Restaurant information
- Established: 1917; 109 years ago
- Owner: University of Nebraska–Lincoln
- Food type: Ice cream
- Location: 114 Food Industry Complex, Lincoln, Nebraska
- Website: dairystore.unl.edu

= Dairy Store =

Ice cream parlor at the University of Nebraska–Lincoln

The University of Nebraska–Lincoln Dairy Store is an ice cream parlor on the East Campus of the University of Nebraska–Lincoln in Lincoln, Nebraska. It was established in 1917 and is operated by students in the university's food science program within the College of Agricultural Sciences and Natural Resources. The store is considered a university staple and rotates through seasonal ice cream flavors in addition to cheese and meat offerings.

== History ==
The University of Nebraska Dairy Store was established in 1917 as Varsity Milk, selling all-you-can-drink milk to students on the condition they brought their own cup. The shop discontinued its milk sales and began serving ice cream shortly after opening, rebranding as the Dairy Store. It was based out of NU's Farm Campus (now East Campus) and originally sourced dairy from cows raised near the shop (the store now uses cows kept in Firth, approximately twenty miles south of Lincoln). In its early years, the Dairy Store regularly hosted student activities and selected a "dairy princess" until 1966.

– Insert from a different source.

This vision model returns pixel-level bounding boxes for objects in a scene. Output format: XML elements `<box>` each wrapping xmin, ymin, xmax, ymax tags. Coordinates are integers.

The Dairy Store was located in the Dairy Industry Building until 1972, when it moved to the Food Industry Complex. In 2020, the shop moved to a larger space in the building designed to provide easier access from the adjacent Legacy Plaza, a greenspace connecting much of southern East Campus. Ice cream and cheese production were moved to the Food Innovation Center several miles away on Nebraska Innovation Campus; the vacated space at the Dairy Store was used to create educational exhibits.

=== Expansion ===
The Dairy Store has undertaken various efforts to establish a presence outside of the original shop, including sales at Memorial Stadium, but each proved unprofitable and was abandoned. A standalone location was opened in the Nebraska Student Union on City Campus in 2008, but closed just three years later, losing over $25,000 in its final year. College of Agricultural Sciences and Natural Resources dean Steve Waller noted a sharp dip in sales when students left campus during summer, the original Dairy Store's most profitable time of year, making it difficult for the City Campus location to stay afloat. The Dairy Store still sells prepackaged ice cream across campus and downtown Lincoln.

== Offerings ==
The Dairy Store permanently features its "Big Ten" flavors: 4H Clover Mint, Butter Brickle, Coffee Crunch, Caramel Cashew, Chocolate, Cookies and Cream, Husker Ice, Scarlet and Cream, Sweet Success, and Vanilla, as well as rotating seasonal options. The plant and store typically combine to employ twelve to fifteen students, who are encouraged to research and test their own flavors, which are sometimes added to the rotation. Flavor names are often dedicated to university landmarks, coaches, or administrators.

In addition to ice cream, the shop sells charcuterie boxes, coffee, and meats sourced from NU's animal science department. The University of Nebraska began developing "Husker cheeses" as part of its dairy husbandry department on Farm Campus in 1942.